Der junge Kanzler Sebastian Kurz konnte während der
Nationalratssitzungen im österreichischen Parlament oft dem Drang nicht
widerstehen, sich weniger mit den Reden der Opposition als mit dem Handy zu
beschäftigen. Er spiele wohl die ganze Zeit “Candy Crush”, ätzte einmal der sozialdemokratische
Fraktionschef Jörg Leichtfried vom Rednerpult aus hinüber zur Regierungsbank. 

An diesem Montag ließ Kurz das Telefon im Sakko. Das Abstimmungsergebnis
im Parlament war schließlich von historischer Dimension: Zum ersten Mal seit
1945 wurde eine Regierung samt Kanzler per Misstrauensantrag des Parlaments
hinweggefegt
. Mit fast ungläubiger Miene verfolgte Kurz die Angriffe der
Sozialdemokraten, von seinem Ex-Koalitionspartner FPÖ und der Liste Jetzt,
einer Abspaltung der derzeit nicht im Parlament vertretenen Grünen. Nur die
kleine liberale Partei der Neos stimmte nicht für den Rauswurf der Regierung.

Seit Montagabend steckt Österreich – eines der
wohlhabendsten Länder der EU ohne große soziale Verwerfungen – nun in einer
Regierungskrise, die Verfassungsrechtler bis ins Detail sezieren. Alle
namhaften Vertreter dieses Wissenschaftszweigs werden seit Tagen im TV interviewt.
Der Erklärungsbedarf ist groß, weil die Lage wegen der großen Befugnisse, die
der Bundespräsident in Österreich genießt, komplex ist: Alexander Van der Bellen muss nun in kurzer Zeit – es gibt keine Vorgaben in der Verfassung, aber
mehr als drei Tage sollten es nicht sein – einen Bundeskanzler ernennen. Er hat
dabei völlig freie Hand: Der Kandidat muss nur wahlberechtigt und darf seit
einem halben Jahr nicht im Gefängnis gesessen haben.

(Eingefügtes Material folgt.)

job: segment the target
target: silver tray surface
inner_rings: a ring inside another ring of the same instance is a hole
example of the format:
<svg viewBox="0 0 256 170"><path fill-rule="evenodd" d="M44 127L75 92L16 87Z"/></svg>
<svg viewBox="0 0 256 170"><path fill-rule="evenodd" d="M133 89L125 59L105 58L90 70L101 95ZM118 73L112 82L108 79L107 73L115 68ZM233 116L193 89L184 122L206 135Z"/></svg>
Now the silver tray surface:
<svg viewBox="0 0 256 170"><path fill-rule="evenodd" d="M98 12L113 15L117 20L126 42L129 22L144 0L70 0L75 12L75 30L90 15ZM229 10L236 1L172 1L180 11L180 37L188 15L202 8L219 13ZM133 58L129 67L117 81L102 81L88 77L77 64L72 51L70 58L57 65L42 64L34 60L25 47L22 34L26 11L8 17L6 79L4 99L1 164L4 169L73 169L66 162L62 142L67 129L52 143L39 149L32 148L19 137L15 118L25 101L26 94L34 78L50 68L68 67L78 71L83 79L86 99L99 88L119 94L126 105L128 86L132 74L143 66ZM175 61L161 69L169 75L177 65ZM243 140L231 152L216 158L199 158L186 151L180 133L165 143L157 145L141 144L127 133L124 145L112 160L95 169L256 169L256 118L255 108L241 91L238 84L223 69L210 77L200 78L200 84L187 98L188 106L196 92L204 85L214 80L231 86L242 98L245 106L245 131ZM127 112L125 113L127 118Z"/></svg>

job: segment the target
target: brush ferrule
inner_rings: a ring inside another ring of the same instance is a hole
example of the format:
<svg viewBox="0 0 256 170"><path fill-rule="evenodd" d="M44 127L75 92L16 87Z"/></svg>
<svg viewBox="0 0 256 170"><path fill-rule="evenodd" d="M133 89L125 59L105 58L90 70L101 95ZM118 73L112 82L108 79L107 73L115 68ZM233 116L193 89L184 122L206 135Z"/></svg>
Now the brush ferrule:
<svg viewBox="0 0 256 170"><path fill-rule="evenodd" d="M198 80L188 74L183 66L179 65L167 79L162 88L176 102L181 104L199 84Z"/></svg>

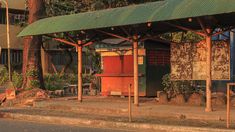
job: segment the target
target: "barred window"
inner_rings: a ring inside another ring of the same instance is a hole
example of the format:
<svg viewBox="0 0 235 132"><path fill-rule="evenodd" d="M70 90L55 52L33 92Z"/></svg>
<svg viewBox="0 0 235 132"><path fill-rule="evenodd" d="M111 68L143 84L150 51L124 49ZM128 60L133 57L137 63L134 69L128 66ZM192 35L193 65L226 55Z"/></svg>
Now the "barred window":
<svg viewBox="0 0 235 132"><path fill-rule="evenodd" d="M147 52L149 65L169 65L170 51L169 50L149 50Z"/></svg>

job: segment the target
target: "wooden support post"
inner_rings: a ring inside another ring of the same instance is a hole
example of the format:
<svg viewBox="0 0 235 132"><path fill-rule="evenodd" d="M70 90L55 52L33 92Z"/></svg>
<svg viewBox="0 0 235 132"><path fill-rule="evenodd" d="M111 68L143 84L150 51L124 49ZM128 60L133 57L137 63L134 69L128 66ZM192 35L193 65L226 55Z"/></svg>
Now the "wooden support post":
<svg viewBox="0 0 235 132"><path fill-rule="evenodd" d="M139 105L139 76L138 76L138 36L133 37L133 59L134 59L134 104Z"/></svg>
<svg viewBox="0 0 235 132"><path fill-rule="evenodd" d="M128 112L129 112L129 122L132 122L132 114L131 114L131 84L129 87L129 101L128 101Z"/></svg>
<svg viewBox="0 0 235 132"><path fill-rule="evenodd" d="M78 101L82 102L82 41L78 41Z"/></svg>
<svg viewBox="0 0 235 132"><path fill-rule="evenodd" d="M208 34L211 34L211 29L206 29ZM211 36L206 36L206 45L207 45L207 58L206 58L206 112L212 111L212 103L211 103L211 61L212 61L212 40Z"/></svg>
<svg viewBox="0 0 235 132"><path fill-rule="evenodd" d="M227 128L230 127L230 85L227 84Z"/></svg>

Ein Richter als Übergangskanzler?

Der Kreis der rund sechs Millionen Österreicherinnen und
Österreicher, auf die diese Kriterien zutreffen, wird sich in den kommenden
Stunden deutlich verengen: Wahrscheinlich wird einer der pensionierten Höchstrichter
zum Zug kommen. Dieser muss daraufhin dem Präsidenten eine Ministerliste
vorlegen, wobei der einzelne Kandidaten ablehnen kann. Danach braucht diese
Liste allerdings eine Mehrheit im Nationalrat, weil sonst auch diese Regierung
per Misstrauensvotum nach Hause geschickt werden könnte.

Bis Mittwoch dürfte der Präsident die Ernennung hinauszögern,
weil sich am Dienstag die EU-Staats- und Regierungschefs in Brüssel treffen, um
über die Vergabe der EU-Spitzenämter zu streiten. Dort jemand hinzuschicken,
der noch nicht einmal seinen Schreibtisch bezogen hat, wäre nicht ratsam.

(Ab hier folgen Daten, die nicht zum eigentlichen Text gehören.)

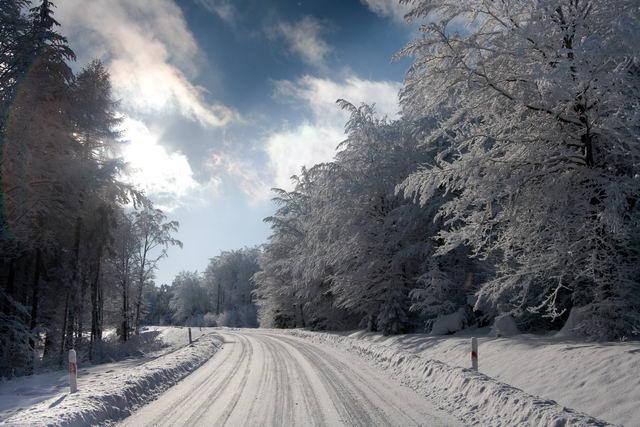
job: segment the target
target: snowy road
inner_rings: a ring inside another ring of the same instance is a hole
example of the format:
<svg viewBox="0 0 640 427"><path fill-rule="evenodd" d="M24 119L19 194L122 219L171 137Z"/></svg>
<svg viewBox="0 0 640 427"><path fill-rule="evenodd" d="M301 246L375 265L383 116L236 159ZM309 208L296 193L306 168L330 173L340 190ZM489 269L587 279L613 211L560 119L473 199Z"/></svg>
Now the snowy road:
<svg viewBox="0 0 640 427"><path fill-rule="evenodd" d="M122 425L459 424L357 356L274 331L221 335L221 351Z"/></svg>

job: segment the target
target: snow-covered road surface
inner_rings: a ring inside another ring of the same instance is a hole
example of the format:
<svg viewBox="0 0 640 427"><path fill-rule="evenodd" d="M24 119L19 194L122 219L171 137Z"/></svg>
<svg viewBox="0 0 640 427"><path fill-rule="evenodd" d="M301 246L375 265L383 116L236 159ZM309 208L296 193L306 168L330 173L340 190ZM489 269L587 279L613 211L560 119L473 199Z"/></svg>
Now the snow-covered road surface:
<svg viewBox="0 0 640 427"><path fill-rule="evenodd" d="M122 425L459 425L355 355L275 331L220 331L214 357Z"/></svg>

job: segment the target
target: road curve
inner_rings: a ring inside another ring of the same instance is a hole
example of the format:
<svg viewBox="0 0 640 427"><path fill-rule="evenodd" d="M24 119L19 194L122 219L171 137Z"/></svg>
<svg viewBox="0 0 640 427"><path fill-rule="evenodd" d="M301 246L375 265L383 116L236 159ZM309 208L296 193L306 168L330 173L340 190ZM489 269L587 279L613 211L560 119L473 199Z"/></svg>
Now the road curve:
<svg viewBox="0 0 640 427"><path fill-rule="evenodd" d="M273 330L220 335L211 360L121 425L460 424L357 356Z"/></svg>

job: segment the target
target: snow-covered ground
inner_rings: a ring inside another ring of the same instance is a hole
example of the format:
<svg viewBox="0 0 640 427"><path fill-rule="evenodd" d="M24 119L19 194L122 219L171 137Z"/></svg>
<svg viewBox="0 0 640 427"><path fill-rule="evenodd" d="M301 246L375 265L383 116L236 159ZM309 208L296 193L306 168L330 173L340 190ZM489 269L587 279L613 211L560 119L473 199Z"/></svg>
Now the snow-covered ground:
<svg viewBox="0 0 640 427"><path fill-rule="evenodd" d="M457 426L357 355L267 329L221 329L224 348L125 426Z"/></svg>
<svg viewBox="0 0 640 427"><path fill-rule="evenodd" d="M526 414L533 424L535 417L543 420L540 417L550 414L542 423L548 424L567 416L560 411L565 406L610 423L640 425L640 343L589 343L526 334L492 338L487 332L392 337L366 332L291 333L360 353L414 389L449 393L443 404L459 406L457 413L463 418L485 411L519 422L518 417ZM479 338L479 371L486 376L459 368L470 367L472 336ZM532 400L531 395L540 399ZM558 403L555 408L551 400ZM498 423L498 419L478 422Z"/></svg>
<svg viewBox="0 0 640 427"><path fill-rule="evenodd" d="M185 347L186 328L148 332L161 354L81 368L77 394L65 372L0 385L6 424L640 425L638 342L193 328Z"/></svg>
<svg viewBox="0 0 640 427"><path fill-rule="evenodd" d="M202 330L200 328L192 328L192 338L195 340L203 334L207 332L210 333L211 331L212 328L202 328ZM105 335L108 336L108 334L109 331L107 331ZM177 358L183 353L179 353L174 356L171 356L171 353L176 352L189 344L188 329L186 327L149 327L143 329L143 334L153 334L157 337L159 342L147 348L138 349L138 355L136 357L128 357L125 360L93 366L80 362L78 364L79 395L84 391L94 390L96 387L98 387L98 389L103 386L109 388L114 381L122 382L122 375L126 377L124 379L125 382L132 381L128 377L130 374L133 375L141 370L149 374L149 369L155 369L153 366L162 368L162 364L167 361L173 361L171 363L175 365L180 362ZM200 346L197 348L205 351L205 349ZM203 356L206 354L206 351L203 353ZM189 354L189 352L187 352L187 354ZM189 357L193 358L193 355ZM147 365L154 361L156 362L156 365ZM167 368L175 368L173 365L167 365ZM184 369L193 367L194 365L189 365L189 363L183 365ZM180 372L180 369L178 369L175 370L175 372L161 373L159 376L156 375L157 378L155 378L154 381L168 381L167 384L170 385L172 382L177 381L181 374L184 376L188 373L188 371L184 371L184 369L183 372ZM53 405L52 407L55 407L57 406L56 402L60 403L63 400L66 400L64 396L68 394L68 391L69 379L66 368L59 371L45 372L37 375L15 378L9 381L1 381L0 422L14 416L11 418L11 422L7 421L9 424L14 424L17 419L20 419L15 416L20 415L20 413L25 410L31 410L33 405L41 402L45 406ZM149 398L151 397L152 396L149 396Z"/></svg>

Das Misstrauensvotum gegen Kurz ist der dramatische
Höhepunkt der Ibiza-Affäre, die Österreich seit knapp zwei Wochen in Atem hält.
Nach dem Bekanntwerden des Ibiza-Videos hatte Kurz nicht nur den Rücktritt der
beiden Protagonisten, FPÖ-Vizekanzler Heinz-Christian Strache
und Fraktionschef
Johann Gudenus, verlangt, sondern auch jenen von FPÖ-Innenminister Herbert Kickl. Die FPÖ war bereit, Strache und Gudenus gehen zu lassen. Nicht aber den
in der teils rechtsradikalen Partei äußerst beliebten Innenminister Herbert Kickl. Er
wurde zu einer Sollbruchstelle der Kurz-Regierung.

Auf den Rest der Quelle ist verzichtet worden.